A document by WMAS Communications Director Murray MacGregor was presented to councillors before the meeting, which explained that only around 3% of cases in Biddulph and Leek were attended by the ambulances in their respective towns.
It explained: "There is a common misconception that where an ambulance starts or finishes a shift will have a substantial impact on the area that it is based in. What must be remembered is that as soon as an ambulance is available it will be sent to the nearest available case so that we can minimise the time a patient waits to be seen
"it is now rare, if ever, that the crews who work at the CAS points ever get back to the site other than for their meal break or at the end of their shift. Like the crews based at the Hubs, they literally go from one emergency to the next, 24 hours a day; they are no longer sat on a station anywhere in the region waiting for a call.
"Therefore, one of the questions we are duty bound to consider is whether it is appropriate for the Trust to spend precious funds on buildings that are rarely used when these could instead be spent on additional staff and vehicles; the things that save lives?"
The meeting was attended by Mark Docherty, Director of Clinical Commissioning at WMAS.
Cllr John Jones, who represents Biddulph Moor and is a retired paramedic, said: "I don't see why the rural community should suffer to improve services in metropolitan areas."
Mr Docherty replied: "There are lots of things that can be done in rural communities to save lives."
Cllr Jones then began to laugh, to which Mr Docherty said: "It's not nice when you're laughing, I'm not sure that's very professional. I don't find it very civil so if you can refrain it will be appreciated."
Cllr Jones said: "I don't want to get into a tit for tat, I will make my points afterwards."
A statement from Council Leader Sybil Ralphs was also read at the meeting, which stated that closing the hubs would "put lives at risk in the Moorlands".
It stated that the nearest hub would be in Stoke-on-Trent, which could take up to 25 minutes to reach Leek and considerably longer for rural areas.
It added: "While I appreciate there is an increasing demand on the NHS I am concerned that people of the Moorlands will not receive the service they deserve. Communities will suffer drastically from these closures."

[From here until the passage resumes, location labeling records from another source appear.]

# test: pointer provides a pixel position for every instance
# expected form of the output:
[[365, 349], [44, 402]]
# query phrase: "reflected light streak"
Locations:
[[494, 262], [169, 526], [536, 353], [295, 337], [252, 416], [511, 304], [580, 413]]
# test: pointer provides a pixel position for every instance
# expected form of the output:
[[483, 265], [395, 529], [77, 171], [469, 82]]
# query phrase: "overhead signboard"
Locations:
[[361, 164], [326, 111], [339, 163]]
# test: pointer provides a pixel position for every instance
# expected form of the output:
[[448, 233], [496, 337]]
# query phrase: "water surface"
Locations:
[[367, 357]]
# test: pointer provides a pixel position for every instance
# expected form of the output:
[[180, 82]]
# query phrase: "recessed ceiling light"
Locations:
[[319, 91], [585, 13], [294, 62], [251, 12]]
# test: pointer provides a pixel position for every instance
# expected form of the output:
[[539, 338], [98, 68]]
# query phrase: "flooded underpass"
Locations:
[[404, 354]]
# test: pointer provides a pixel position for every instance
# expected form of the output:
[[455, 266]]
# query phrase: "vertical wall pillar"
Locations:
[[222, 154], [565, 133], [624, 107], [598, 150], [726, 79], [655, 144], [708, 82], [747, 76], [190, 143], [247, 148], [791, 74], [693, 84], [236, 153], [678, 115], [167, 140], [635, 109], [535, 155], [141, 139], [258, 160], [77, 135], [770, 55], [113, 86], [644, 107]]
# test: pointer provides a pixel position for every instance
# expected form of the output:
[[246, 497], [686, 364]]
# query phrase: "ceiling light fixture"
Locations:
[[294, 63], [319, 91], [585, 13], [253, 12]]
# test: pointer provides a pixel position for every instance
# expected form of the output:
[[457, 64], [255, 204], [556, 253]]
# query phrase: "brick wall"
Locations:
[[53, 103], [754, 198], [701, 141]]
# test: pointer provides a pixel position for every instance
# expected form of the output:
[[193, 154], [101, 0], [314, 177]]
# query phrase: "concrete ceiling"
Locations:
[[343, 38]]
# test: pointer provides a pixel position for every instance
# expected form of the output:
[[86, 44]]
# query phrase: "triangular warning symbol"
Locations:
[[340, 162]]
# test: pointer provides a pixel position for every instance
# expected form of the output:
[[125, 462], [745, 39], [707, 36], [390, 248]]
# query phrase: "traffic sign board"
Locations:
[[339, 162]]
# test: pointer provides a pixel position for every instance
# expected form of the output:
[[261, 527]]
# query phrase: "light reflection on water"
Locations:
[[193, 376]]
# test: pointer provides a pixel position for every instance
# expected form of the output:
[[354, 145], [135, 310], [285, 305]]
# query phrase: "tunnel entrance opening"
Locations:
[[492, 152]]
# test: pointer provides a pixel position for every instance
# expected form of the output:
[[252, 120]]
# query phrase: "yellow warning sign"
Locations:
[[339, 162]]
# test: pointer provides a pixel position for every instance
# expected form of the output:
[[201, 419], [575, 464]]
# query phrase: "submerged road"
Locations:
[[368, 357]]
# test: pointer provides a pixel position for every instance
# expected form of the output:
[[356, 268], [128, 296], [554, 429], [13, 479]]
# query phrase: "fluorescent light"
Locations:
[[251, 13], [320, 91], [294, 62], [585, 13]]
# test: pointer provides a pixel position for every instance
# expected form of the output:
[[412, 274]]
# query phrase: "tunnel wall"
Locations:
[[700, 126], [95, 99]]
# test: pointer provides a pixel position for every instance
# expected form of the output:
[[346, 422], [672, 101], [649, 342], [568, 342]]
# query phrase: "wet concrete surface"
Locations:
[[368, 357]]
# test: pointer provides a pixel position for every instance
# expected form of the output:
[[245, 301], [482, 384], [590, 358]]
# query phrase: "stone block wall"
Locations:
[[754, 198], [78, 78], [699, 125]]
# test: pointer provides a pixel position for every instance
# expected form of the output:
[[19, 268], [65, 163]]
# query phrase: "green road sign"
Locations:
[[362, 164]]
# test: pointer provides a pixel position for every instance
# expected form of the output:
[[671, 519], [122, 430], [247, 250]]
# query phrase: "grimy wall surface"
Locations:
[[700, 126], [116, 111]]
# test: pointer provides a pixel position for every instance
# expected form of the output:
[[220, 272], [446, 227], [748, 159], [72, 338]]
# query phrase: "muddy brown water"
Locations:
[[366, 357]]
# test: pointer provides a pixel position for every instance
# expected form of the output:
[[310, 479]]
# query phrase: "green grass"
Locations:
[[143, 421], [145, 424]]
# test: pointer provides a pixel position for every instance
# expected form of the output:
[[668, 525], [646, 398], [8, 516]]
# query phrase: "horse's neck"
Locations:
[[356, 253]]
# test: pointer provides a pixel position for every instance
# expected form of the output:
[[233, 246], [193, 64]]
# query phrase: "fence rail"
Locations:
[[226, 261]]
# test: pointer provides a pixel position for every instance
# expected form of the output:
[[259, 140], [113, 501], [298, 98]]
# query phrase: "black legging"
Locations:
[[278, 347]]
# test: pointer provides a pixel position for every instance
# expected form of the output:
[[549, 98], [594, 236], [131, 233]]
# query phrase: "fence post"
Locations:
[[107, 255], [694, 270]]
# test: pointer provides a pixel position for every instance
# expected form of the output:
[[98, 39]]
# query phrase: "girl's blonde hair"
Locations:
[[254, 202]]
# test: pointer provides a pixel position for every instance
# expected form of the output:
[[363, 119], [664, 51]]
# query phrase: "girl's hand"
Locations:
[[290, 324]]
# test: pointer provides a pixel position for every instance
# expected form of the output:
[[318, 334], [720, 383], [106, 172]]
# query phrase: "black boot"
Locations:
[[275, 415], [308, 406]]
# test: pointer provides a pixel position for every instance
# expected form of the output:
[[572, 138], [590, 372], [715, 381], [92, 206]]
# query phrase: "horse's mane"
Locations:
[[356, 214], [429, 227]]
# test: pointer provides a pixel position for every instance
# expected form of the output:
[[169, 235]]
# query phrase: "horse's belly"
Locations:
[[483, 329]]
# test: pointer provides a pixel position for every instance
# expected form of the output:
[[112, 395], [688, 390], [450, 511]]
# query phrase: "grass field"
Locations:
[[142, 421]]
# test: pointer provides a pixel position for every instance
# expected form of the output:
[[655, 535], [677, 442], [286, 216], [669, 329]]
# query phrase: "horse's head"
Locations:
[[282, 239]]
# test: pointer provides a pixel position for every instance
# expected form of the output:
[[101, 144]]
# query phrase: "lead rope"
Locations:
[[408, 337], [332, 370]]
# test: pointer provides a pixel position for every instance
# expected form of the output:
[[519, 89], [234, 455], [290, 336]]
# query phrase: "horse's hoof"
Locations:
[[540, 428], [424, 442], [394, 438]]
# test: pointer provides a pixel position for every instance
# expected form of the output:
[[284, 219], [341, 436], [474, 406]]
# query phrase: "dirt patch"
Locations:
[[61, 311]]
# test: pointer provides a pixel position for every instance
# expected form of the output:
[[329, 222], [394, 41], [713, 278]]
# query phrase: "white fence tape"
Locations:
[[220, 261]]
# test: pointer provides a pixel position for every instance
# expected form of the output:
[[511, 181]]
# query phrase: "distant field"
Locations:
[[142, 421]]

Cllr Charlotte Atkins, representing Leek North, said: "People in the Moorlands are so concerned about getting rid of these ambulance posts. An elderly lady recently collapsed in the centre of Leek and was there for nearly three hours.
"Ambulances are always sent to the urban centres and not the Moorlands. How can you assure people in the Moorlands that removing these posts will not lead to a reduction in service? Staffordshire used to have one of the best ambulance services in the country - that is certainly not the case now."
Mr Docherty replied: "We are still in a global pandemic which is absolutely not over, and we are as busy as we have ever been. Three hours is not the longest we've kept someone waiting, we had someone wait over 17 hours after collapsing in their house - the waiting hours are shocking and completely unacceptable.
"Right through the pandemic we've had a 50% greater workload than we are used to with thousands of extra calls coming to us. I remember the days where you would go back to the station at the end of a job for a cup of tea, but that never happens any more. The world is changing but we're trying to still keep a service running."
Cllr Jones then re-joined the discussion, adding: "I accept everything you say, but closing the points at Biddulph and Leek won't make anything any better."
Mr Docherty said: "Some staff haven't had a day off since Covid began, we are all on our knees trying to get the best service to everybody. If we reopened every site, we would lose an ambulance for every site that reopened because we couldn't afford it."
Cllr Jones replied: "It's bad enough if you live in Biddulph or Leek, but god help you if you live in a rural area. It's got to a point where we can't believe a word the ambulance service tells us. I have no animosity towards you and I applaud your bravery for coming today, but I feel like I'm banging my head against a wall."
Rounding off the discussion, Mr Docherty added: "I'm as distressed as you are over how things are going. We have people getting off shifts five or six hours late. I saw a lady crying recently because she missed her son's fourth birthday - you don't get those things back."